Once, the cliché mechanically wheeled out for any such election was "the most sophisticated electorate in the world" - an unlikely notion even then, given the state of some backbenchers, but less so then than now. At least such elections were the political equivalent of the Derby. Sometimes the field was stronger than in others, and the ante post favourite was invariably collared a couple of furlongs from the line. Even so, it was always a fairly select group.
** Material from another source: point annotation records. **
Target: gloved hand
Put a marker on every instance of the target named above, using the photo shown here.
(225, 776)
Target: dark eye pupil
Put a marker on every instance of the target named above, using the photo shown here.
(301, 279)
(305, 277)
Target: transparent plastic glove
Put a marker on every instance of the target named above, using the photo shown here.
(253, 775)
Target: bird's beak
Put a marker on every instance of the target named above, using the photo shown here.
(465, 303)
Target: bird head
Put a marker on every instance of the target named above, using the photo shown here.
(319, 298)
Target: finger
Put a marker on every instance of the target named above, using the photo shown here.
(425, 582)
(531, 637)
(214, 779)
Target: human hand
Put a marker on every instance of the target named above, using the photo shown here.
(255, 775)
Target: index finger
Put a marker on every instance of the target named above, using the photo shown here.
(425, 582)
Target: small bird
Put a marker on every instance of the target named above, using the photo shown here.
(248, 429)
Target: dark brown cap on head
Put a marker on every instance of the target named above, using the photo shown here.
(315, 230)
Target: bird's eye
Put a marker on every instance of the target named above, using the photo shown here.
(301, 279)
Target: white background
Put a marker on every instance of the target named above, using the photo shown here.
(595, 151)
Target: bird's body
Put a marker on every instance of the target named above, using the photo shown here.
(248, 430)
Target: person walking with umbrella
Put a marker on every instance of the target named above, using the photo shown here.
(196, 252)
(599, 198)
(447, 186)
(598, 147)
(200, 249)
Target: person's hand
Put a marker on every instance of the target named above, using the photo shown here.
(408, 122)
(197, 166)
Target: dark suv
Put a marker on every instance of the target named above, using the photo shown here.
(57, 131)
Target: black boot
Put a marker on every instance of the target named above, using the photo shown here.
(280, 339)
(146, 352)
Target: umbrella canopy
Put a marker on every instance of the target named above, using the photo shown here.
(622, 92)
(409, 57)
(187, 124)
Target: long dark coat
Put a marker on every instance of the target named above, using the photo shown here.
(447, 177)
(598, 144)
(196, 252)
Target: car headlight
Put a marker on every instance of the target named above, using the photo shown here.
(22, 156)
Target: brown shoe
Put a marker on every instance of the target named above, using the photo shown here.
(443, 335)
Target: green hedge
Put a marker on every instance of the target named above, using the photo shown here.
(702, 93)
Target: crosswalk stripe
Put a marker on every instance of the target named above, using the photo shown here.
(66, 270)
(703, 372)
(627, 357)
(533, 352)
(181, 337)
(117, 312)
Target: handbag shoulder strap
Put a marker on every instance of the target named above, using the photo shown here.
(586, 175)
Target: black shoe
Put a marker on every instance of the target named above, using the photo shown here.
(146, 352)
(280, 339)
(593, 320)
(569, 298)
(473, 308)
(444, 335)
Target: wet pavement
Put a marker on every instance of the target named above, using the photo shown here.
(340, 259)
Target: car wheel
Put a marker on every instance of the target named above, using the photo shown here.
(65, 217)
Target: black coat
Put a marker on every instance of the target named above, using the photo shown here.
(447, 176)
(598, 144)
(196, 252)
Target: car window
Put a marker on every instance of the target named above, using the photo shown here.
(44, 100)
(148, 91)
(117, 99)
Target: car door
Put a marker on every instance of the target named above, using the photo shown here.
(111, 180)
What we are witnessing this time is the Grand National - and an old-style National at that. More mature readers may remember how, before they made the fences less lethal, the National was a magnet for the suicidal no-hoper. For countless years, the Duke of Albuquerque was a fixture. Every April, this magnificently barking Spanish aristo would turn up at Aintree for another bash. And every April, at 3.21pm on Saturday, (you could set the clocks an hour forward by it) Peter O'Sullevan would gravely intone: "And the Duke of Albuquerque's gawn at the first."

In this long and arduous political steeplechase, there are myriad Dukes and a few solid but talentless stayers, but just one thoroughbred. To those of us watching from the stands, it looks like a foregone conclusion. Just as Caligula once observed that he fantasised about all of Rome having one neck so he could chop it off, so you wish the Tories had one neck, so that you could wring it and scream: "What the hell is wrong with you people? How bloody obvious does it have to be before you pick Ken Clarke?"

Mr Clarke, a director of the company that owns this newspaper, has his faults (another directorship, with British American Tobacco, does him less credit), but his virtues vastly outweigh them. He has pretty impeccable form, most significantly as the Chancellor who laid the foundations for the economic stability so adroitly maintained by the man the next Tory leader will face across the despatch box a year or two from now.

People like and trust him. He is the most popular politician in Britain. Had he, rather than IDS, become leader in 2001, an anti-Iraq war Ken would have steered the Tories to a hung parliament, if not outright victory. Whatever his enemies affect to believe, Europe, the traditional barrier to his election, is a dormant volcano that will not be reactivated for years. Socially liberal, he would attack Labour's autocratic centralism from the left on issues such as identity cards and depriving terrorist suspects of the right to trial. The only Tory feared by both the Liberal Democrats and Labour, he would make the Tories odds-on for the 2009 general election.

In this Neverland of grotesque self-delusion and rampaging self-indulgence, meanwhile, he is headed in the betting by Mr Lansley, whoever he might be; by Dr Fox, a man so exquisitely attuned to modern mores that a while back he delighted Christmas revellers with the riddle: "What do you call four dogs and a blackbird? The Spice Girls"; and, of course, by 4-5 favourite David Davis, a vulpine right-wing enforcer, computer designed for the post of Chief Whip; but with ambitions so beyond his gifts his answerphone message is believed to go: "If you're calling to pledge your support, I'll make you shadow Chancellor. If not, best renew your medical cover now."

Now that the MPs have absolved party members from any electoral responsibility, perhaps there is a remote chance they will succumb to a revived urge to form a government, rather than perpetuate the blood feud over Mrs Thatcher's demise by choosing another neo-Thatcherite no-hoper. But you'd be mad to bet against history repeating itself, yet again, as out and out farce. It will be tremendous fun watching this parade of the unsuitable, the clueless and the plain unknown. But the only ones laughing when the winner limps home, one suspects, will be some very smug hyenas on the Government benches opposite.